Monday, April 18, 2011
O is for Objective
objective, being the object of perception or thought; belonging to the object of thought rather than to the thinking subject. Adjective.
(As opposed to the noun objective -- goal, target).
Two my favorite short story authors are Ernest Hemingway and Raymond Carver. Both used a sparse and minimalistic style. They shared only details that were relevant to the story. Neither painted a picture with his words; rather, they gave me, the reader, an outline and let me fill in the rest. I liked that they didn't tell me what to think about the characters and their situations. I had to construct my own meaning and understanding.
Early in college, when I started writing fiction, I tried to emulate their style. I pretended I was a fly on a wall capturing events as they unfolded. I could describe what people said, what motions people made, and what color the room was, but I couldn't describe what someone was thinking. I tried to be as objective as possible--besides, who was I to tell a reader what to think?

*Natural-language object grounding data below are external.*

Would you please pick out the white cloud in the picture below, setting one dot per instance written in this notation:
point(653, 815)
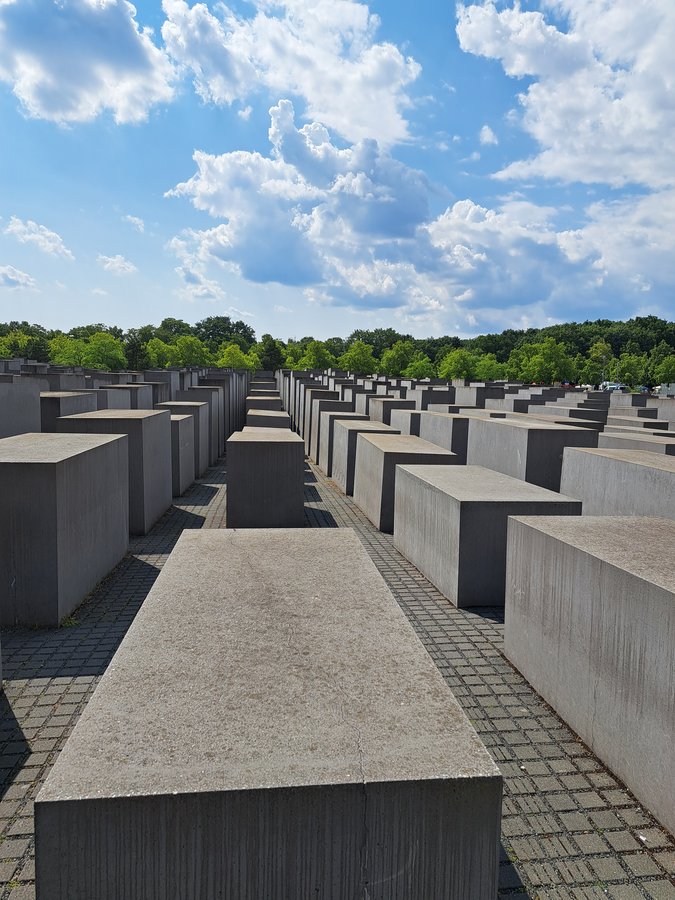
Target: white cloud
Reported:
point(138, 224)
point(323, 51)
point(14, 278)
point(118, 265)
point(31, 233)
point(69, 61)
point(487, 135)
point(600, 103)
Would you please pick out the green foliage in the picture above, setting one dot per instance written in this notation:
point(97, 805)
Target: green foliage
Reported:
point(420, 366)
point(397, 358)
point(161, 354)
point(104, 351)
point(458, 364)
point(665, 371)
point(66, 351)
point(359, 358)
point(316, 356)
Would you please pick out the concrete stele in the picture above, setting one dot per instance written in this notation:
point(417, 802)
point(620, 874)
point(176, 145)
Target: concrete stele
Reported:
point(312, 746)
point(450, 523)
point(590, 622)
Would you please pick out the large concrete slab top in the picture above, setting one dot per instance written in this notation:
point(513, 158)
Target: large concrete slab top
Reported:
point(49, 447)
point(481, 485)
point(293, 680)
point(638, 545)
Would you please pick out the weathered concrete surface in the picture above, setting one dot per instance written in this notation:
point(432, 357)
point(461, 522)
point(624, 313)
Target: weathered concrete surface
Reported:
point(450, 522)
point(64, 522)
point(446, 430)
point(377, 457)
point(321, 405)
point(590, 622)
point(339, 767)
point(345, 434)
point(200, 413)
point(407, 421)
point(19, 408)
point(530, 451)
point(268, 418)
point(182, 454)
point(149, 445)
point(634, 441)
point(326, 439)
point(380, 408)
point(263, 403)
point(214, 396)
point(54, 404)
point(265, 479)
point(620, 482)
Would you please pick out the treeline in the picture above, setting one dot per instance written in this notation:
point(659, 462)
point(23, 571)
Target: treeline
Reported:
point(640, 351)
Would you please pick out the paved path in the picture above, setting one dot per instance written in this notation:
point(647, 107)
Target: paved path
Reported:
point(570, 830)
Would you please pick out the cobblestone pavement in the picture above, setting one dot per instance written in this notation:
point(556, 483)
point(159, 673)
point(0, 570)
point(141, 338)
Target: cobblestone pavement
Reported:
point(570, 829)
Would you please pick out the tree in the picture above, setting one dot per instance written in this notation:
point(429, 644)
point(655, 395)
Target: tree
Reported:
point(316, 356)
point(231, 356)
point(190, 351)
point(397, 357)
point(458, 364)
point(270, 353)
point(420, 366)
point(161, 354)
point(66, 351)
point(665, 371)
point(104, 351)
point(359, 358)
point(488, 369)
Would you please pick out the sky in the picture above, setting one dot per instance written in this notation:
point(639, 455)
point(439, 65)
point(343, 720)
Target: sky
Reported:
point(317, 166)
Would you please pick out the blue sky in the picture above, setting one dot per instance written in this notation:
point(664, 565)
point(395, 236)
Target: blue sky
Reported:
point(316, 166)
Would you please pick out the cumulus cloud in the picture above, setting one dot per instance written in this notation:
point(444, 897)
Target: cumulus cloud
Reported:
point(138, 224)
point(323, 51)
point(31, 233)
point(599, 104)
point(118, 265)
point(487, 135)
point(69, 61)
point(14, 278)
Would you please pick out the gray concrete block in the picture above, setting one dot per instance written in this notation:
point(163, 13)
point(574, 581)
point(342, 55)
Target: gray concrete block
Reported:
point(590, 622)
point(19, 407)
point(292, 738)
point(268, 418)
point(609, 441)
point(620, 482)
point(321, 405)
point(328, 419)
point(407, 421)
point(210, 395)
point(450, 522)
point(345, 434)
point(446, 430)
point(64, 523)
point(200, 413)
point(265, 479)
point(380, 408)
point(54, 404)
point(530, 451)
point(182, 454)
point(377, 458)
point(149, 445)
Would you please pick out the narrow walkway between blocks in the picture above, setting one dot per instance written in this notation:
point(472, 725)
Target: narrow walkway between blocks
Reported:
point(569, 830)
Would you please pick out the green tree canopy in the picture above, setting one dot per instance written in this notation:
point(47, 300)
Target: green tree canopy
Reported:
point(359, 358)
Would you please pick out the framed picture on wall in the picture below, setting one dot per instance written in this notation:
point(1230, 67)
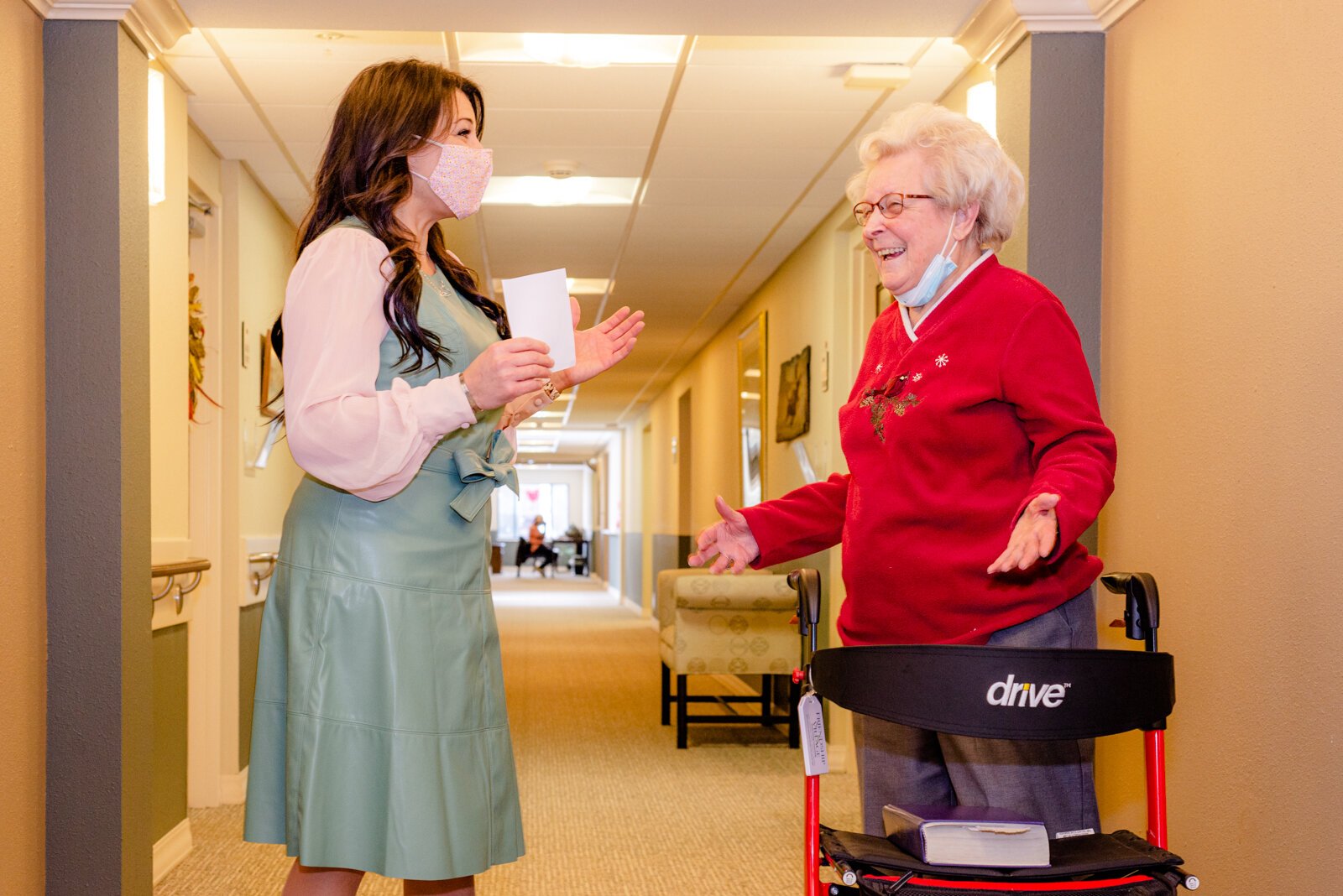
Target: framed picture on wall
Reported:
point(272, 378)
point(794, 418)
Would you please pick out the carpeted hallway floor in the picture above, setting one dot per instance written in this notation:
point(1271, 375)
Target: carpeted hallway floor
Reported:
point(610, 805)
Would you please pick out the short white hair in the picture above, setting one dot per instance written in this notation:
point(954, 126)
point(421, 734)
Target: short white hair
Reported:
point(964, 165)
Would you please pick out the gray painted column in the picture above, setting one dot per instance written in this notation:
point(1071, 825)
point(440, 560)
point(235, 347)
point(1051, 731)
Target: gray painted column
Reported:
point(1052, 96)
point(1052, 121)
point(98, 612)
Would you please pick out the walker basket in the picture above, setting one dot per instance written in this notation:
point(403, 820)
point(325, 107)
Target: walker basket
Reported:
point(1119, 864)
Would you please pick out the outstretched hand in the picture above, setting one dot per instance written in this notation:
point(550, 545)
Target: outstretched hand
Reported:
point(729, 538)
point(602, 346)
point(1033, 537)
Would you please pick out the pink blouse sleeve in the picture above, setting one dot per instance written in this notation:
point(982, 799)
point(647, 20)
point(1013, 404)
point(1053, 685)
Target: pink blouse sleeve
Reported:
point(340, 428)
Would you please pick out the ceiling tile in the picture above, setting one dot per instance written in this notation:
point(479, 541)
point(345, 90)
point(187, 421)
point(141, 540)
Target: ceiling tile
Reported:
point(297, 82)
point(300, 123)
point(536, 86)
point(719, 190)
point(593, 161)
point(360, 47)
point(571, 127)
point(782, 163)
point(783, 89)
point(226, 121)
point(206, 78)
point(763, 130)
point(802, 51)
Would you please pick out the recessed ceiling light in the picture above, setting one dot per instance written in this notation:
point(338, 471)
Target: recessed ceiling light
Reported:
point(570, 190)
point(880, 76)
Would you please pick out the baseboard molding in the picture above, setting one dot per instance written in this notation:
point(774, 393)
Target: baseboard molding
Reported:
point(233, 789)
point(174, 847)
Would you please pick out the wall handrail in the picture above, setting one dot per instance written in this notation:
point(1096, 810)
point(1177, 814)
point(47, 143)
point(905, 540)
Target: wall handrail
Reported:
point(195, 566)
point(262, 557)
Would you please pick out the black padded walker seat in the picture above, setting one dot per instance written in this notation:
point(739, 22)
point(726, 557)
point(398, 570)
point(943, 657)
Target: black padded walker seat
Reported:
point(1018, 694)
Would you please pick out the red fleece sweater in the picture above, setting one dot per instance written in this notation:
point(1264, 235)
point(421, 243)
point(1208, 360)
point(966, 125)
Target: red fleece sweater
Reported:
point(947, 438)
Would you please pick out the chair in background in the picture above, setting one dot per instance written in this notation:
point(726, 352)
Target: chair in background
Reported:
point(727, 625)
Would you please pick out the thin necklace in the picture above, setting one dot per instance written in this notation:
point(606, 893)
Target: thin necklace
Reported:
point(438, 287)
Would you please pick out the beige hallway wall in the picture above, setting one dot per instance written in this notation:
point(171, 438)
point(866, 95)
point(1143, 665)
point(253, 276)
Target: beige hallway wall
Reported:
point(22, 452)
point(1222, 380)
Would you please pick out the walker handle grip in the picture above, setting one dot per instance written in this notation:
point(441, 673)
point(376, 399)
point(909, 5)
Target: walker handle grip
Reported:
point(1142, 609)
point(806, 582)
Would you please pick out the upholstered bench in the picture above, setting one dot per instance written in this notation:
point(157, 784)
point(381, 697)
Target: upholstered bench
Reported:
point(727, 625)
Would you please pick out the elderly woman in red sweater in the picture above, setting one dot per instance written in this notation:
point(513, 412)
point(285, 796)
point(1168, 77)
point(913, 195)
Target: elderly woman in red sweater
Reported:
point(977, 457)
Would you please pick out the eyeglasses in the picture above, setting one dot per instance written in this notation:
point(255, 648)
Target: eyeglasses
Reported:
point(890, 206)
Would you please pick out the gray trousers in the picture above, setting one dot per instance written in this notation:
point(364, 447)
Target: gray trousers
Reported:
point(1049, 779)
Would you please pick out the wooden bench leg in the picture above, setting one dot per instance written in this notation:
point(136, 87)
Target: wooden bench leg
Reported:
point(666, 694)
point(682, 710)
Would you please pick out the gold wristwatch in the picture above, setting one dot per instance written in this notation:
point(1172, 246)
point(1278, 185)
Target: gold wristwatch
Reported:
point(470, 399)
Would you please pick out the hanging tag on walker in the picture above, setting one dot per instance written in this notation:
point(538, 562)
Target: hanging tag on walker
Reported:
point(813, 726)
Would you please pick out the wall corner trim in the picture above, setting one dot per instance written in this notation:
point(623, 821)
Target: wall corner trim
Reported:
point(998, 26)
point(154, 24)
point(172, 848)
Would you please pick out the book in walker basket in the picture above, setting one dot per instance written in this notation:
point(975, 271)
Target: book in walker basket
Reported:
point(971, 836)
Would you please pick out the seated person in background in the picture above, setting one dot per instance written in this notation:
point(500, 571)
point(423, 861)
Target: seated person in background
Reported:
point(978, 457)
point(536, 544)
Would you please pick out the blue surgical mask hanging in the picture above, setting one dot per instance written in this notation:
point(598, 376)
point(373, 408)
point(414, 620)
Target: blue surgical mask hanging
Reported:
point(935, 273)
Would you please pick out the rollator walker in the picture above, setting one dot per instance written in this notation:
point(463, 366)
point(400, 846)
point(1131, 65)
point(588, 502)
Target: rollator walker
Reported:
point(967, 691)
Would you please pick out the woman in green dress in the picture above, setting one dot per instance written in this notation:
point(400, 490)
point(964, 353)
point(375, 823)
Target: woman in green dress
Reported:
point(380, 738)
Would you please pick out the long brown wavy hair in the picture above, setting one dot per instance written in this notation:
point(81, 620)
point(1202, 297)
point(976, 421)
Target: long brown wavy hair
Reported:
point(383, 117)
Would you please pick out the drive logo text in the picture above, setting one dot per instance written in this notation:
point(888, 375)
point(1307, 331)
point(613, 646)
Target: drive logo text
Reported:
point(1020, 694)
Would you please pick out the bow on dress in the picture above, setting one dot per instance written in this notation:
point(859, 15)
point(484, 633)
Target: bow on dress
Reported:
point(483, 475)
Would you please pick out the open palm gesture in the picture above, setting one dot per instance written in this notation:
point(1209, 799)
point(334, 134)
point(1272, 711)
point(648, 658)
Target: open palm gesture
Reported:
point(602, 346)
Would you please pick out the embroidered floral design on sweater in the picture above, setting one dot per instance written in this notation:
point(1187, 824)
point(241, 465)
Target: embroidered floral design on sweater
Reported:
point(890, 399)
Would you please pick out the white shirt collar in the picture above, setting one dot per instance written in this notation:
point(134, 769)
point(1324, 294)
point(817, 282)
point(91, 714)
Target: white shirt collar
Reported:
point(904, 311)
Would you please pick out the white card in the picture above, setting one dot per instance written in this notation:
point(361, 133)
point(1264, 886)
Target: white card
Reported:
point(814, 757)
point(539, 306)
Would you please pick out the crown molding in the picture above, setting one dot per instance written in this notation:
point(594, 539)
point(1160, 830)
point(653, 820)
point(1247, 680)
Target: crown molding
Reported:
point(1000, 26)
point(154, 24)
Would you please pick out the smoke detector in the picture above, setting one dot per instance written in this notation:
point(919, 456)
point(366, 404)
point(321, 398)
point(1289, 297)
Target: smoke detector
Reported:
point(559, 169)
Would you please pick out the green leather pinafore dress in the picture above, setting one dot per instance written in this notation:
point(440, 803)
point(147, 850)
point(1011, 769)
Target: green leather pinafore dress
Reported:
point(380, 739)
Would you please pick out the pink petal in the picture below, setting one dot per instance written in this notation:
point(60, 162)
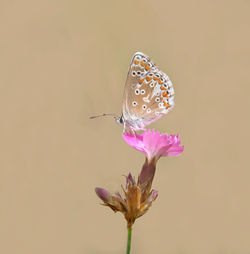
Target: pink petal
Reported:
point(154, 145)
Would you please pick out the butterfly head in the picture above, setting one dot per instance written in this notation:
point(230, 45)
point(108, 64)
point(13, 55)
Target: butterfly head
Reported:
point(119, 120)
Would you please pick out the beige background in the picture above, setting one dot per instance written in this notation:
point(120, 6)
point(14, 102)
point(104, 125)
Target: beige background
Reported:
point(62, 61)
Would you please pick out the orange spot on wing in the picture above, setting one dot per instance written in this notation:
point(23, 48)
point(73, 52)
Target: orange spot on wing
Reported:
point(166, 105)
point(140, 81)
point(164, 94)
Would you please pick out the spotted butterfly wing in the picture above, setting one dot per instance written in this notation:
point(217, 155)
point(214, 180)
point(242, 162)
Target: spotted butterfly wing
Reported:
point(148, 94)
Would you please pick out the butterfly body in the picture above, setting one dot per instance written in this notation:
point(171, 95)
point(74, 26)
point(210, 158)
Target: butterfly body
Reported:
point(148, 94)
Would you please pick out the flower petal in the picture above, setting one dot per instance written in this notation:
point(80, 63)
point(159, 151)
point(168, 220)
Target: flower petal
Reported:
point(154, 145)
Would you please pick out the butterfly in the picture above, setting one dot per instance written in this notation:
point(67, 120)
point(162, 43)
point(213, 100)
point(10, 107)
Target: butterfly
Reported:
point(148, 95)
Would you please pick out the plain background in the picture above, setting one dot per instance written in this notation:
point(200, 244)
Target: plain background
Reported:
point(63, 61)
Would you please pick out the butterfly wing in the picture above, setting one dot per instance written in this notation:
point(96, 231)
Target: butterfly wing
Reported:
point(148, 93)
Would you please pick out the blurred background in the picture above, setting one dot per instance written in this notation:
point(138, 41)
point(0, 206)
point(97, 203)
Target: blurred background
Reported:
point(63, 61)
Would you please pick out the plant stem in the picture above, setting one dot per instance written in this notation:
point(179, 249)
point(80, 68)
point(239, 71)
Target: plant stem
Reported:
point(129, 239)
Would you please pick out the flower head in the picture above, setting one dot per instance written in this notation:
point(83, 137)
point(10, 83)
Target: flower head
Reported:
point(155, 145)
point(135, 203)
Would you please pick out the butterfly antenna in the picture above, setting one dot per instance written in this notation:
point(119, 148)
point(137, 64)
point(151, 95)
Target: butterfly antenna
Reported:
point(93, 117)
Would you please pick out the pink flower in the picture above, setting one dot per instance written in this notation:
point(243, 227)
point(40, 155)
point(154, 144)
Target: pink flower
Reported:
point(155, 145)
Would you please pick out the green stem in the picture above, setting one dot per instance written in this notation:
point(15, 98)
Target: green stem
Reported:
point(129, 240)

I hope that this tactic helped me develop as a writer--by limiting myself to what can be observed, objectively, I had to think about the actions that moved my characters and story along.
But it's so much more fun--both as a writer and as a reader--to go inside a character's head. As I've grown more confident, I've let the narrator carry more of the load. By using third-person point-of-view, I can stay somewhat detached; but by allowing that narrator to be limited omniscient, I can go into the main character's head. I want to understand what she is thinking about and how she is processing that information. I want to be right there with her as she faces and (hopefully) overcomes challenges. Subjectivity is much more colorful than objectivity.